Not too too interested in reading 'pop quantum Buddhism'-- but I read the Tao of Physics when I was younger and that book was quite influential for me-- which is why I'm in this thread now extolling the virtues of it. The key points that I'd want to make in this thread are:
1. Materialism is a dead paradigm. Which is to say that the belief in the primacy of matter doesn't have any sort of leg to stand on. This is why I always tout that Adam Frank article,
Minding Matter, as it does an excellent job of explaining why materialism is dead. The best theory of those who want to hold on to to materialism and remain consistent with quantum mechanics is the
many-worlds interpretation, and it's as crazy as anything.

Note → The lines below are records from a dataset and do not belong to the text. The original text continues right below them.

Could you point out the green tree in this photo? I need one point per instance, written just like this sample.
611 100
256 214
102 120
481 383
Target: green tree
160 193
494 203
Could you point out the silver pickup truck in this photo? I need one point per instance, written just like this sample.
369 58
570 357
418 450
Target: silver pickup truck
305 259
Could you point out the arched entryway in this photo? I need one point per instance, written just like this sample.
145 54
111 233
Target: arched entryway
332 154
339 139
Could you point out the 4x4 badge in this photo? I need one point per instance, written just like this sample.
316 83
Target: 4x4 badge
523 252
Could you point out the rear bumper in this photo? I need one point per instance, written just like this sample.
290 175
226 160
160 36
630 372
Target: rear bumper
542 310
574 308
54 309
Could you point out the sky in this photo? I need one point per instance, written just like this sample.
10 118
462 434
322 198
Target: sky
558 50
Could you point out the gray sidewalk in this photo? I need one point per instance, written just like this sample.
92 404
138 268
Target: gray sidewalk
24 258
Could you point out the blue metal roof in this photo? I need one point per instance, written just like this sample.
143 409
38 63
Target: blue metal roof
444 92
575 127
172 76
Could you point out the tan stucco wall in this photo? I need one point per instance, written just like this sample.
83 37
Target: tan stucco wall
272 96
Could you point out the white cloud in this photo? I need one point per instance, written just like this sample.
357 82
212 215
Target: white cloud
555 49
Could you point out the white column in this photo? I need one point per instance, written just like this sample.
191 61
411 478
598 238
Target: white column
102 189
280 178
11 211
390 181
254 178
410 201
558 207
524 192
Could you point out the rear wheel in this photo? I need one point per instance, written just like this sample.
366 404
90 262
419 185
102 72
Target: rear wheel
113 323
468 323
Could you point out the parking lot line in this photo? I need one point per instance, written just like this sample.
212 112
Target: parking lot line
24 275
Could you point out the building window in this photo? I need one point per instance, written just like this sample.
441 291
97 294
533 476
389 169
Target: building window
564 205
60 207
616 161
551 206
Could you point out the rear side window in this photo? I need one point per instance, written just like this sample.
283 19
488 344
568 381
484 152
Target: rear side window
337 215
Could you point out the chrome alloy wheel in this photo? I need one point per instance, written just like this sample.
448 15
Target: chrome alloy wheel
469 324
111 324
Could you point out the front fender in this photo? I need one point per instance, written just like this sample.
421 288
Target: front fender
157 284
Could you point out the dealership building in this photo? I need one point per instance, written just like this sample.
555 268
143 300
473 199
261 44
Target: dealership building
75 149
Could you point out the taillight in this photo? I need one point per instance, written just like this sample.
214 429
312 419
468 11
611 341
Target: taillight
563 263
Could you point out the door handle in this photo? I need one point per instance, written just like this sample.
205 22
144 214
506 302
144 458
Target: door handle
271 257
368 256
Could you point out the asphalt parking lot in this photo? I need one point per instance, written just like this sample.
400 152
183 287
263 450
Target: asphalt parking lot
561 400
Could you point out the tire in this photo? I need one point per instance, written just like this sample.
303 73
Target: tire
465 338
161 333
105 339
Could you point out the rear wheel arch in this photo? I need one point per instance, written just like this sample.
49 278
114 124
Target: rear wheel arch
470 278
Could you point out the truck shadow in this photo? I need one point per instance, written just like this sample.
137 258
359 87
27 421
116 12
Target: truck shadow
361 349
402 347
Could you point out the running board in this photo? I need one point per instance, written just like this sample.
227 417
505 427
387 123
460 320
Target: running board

2. With materialism dead that should cause people to think long and hard about what that means and what the implications of it all are. I.e.,
are we living in the matrix and this is all a simulation, is God actually real?, are we being lied to by the ruling class about the true nature of reality?, and if so then for what purpose? Those are all valid questions that flow from the understanding that materialism no longer holds water, as the sort of hard-nosed atheism that we see here can only exist within a materialistic worldview.
This is what me (and others like me) are getting at when we say that science is just as much a belief system as anything religion offers: people have this belief in the primacy of matter and think that's scientific, but it is not and it's been dead for approaching 100 years now. Ultimately science isn't in conflict with religion; it points to it.